Blue Lobster, the first app-based marketplace for low-impact fishing, lets Danes buy sustainable fish from local fishermen. This app has been used by top chefs across the city for a while, and now home-cooks have the chance to support the fishing industry as well. 

GRIM takes care of the other half of the plate while challenging archaic beauty standards: the vegetable subscription service sells on what Danish supermarkets won’t buy from local producers, eliminating food waste. The boxes of misshapen (but always-delicious) produce also come with recipe suggestions for the less imaginative chef. 

Birkemosegaard, a family-owned biodynamic farm operating since 1906, is an example of Denmark’s radical history of organic farming. Their ‘Thursday boxes’, filled with fresh and seasonal produce, are a mainstay in many residents’ larders.

The recycled buildings
Photograph: Irati Ventoso Cenzano /

3. The recycled buildings

The construction industry accounts for 40 percent of global CO2 emissions and 30 percent of landfill waste, making it one of the world’s biggest polluters. In Copenhagen, innovative building and architecture companies have started to challenge this.

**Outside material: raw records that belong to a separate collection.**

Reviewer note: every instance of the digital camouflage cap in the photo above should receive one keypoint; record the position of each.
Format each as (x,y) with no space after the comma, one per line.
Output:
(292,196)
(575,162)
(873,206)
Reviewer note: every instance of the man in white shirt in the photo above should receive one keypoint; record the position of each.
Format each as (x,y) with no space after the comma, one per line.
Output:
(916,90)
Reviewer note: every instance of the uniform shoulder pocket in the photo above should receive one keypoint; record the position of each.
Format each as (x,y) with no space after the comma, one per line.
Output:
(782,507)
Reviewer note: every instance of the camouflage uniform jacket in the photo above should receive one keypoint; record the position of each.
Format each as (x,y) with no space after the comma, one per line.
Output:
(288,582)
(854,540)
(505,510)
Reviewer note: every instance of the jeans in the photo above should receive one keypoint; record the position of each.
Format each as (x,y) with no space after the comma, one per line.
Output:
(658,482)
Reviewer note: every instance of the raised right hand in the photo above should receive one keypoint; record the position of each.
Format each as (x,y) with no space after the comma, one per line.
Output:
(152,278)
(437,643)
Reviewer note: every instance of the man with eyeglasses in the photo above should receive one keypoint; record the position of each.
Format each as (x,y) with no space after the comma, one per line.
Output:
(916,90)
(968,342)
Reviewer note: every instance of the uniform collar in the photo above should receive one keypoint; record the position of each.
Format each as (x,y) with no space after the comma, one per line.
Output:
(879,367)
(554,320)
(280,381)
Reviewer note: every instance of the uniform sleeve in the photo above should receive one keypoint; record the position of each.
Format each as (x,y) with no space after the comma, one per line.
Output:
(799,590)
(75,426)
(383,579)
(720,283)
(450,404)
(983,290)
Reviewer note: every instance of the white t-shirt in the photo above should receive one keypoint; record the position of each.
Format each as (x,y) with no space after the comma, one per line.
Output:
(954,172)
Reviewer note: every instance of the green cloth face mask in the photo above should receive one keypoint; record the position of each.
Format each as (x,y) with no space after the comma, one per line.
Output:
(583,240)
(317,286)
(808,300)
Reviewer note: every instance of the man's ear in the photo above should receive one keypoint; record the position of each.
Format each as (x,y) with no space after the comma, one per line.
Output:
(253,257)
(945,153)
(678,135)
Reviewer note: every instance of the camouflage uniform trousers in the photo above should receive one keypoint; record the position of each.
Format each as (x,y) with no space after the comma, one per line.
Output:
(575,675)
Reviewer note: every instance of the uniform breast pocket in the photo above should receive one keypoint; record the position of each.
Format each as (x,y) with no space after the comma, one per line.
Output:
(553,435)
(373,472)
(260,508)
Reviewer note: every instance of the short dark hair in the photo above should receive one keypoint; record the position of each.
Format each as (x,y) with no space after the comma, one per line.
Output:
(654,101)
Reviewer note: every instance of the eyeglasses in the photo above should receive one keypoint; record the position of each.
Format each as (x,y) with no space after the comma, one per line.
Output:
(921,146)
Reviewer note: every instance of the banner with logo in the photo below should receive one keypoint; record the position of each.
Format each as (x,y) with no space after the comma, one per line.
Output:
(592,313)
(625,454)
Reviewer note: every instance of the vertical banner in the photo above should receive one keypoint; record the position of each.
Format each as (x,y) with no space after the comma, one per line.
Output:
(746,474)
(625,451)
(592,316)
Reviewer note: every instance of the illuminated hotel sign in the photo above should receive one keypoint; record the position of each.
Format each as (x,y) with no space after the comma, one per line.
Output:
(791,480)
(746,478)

Lendager Group, an architecture firm with a focus on circularity, is currently developing Resource Rows: Denmark’s first residential area built out of materials from abandoned homes. It will produce 29 percent less CO2 than an equivalent building project built the normal way.

Stykka is a Danish startup ‘on a mission to make the construction industry part of the solution’. It creates circular, built-in interiors using technology and digital fabrication to minimise waste, lower costs and make sure production takes place locally.

Arcgency, meanwhile, has developed CPH Village, in former shipyard Refshaleøen. The project uses repurposed shipping containers as student housing that can easily be taken apart, moved and reassembled – bringing the entire life cycle of housing into focus.

4. The sustainable fashion scene

Copenhagen has fully grasped circular fashion, from consignment stores and flea markets to apps that take the revolution online. This – paired with CPHFW’s 2023 Sustainability Requirements, which ask brands to meet a minimum standard to take part – has helped cement Copenhagen’s position as a leader in sustainable fashion. 

For locals shopping in the city, there are multiple options for lowering their carbon footprint. Les Deux’s Rewear is a circular initiative that lets customers sell their clothes back to (and buy secondhand) from the brand. Trendsales is another incredibly popular app for circular shopping. It has amassed more than one million users and has 250,000 new listings every month, making it the largest digital secondhand fashion marketplace in Denmark.

And there’s something for the kids too: Reshopper is a secondhand marketplace for children’s clothes and toys that also acts as a meetup platform for Copenhagener parents.

The safe (and scenic) bike infrastructure
Photograph: William Perugini /

5. The safe (and scenic) bike infrastructure

Copenhagen is frequently named one of the best biking cities in the world – a direct result of investments in cycling infrastructure by the city. This includes cycle highways like the Copenhagen Route, due to be finished this year, which will improve cycling conditions through the city centre and will help keep motor traffic down.

North of the centre lies The Green Path, a former rail route running diagonally through the city. This cycle trail is as popular with commuters as it is with tourists due to its varied scenery including the distinctive Superkilen park in Nørrebro’s Red Square and a satisfying S-bend past Byhaven2200.

Away from the designated bike routes, cyclists are kept safe through – what else – design. Residential streets in Copenhagen are home to traffic calming measures like narrow lane widths and textured road surfaces so cyclists and motorists can share the road.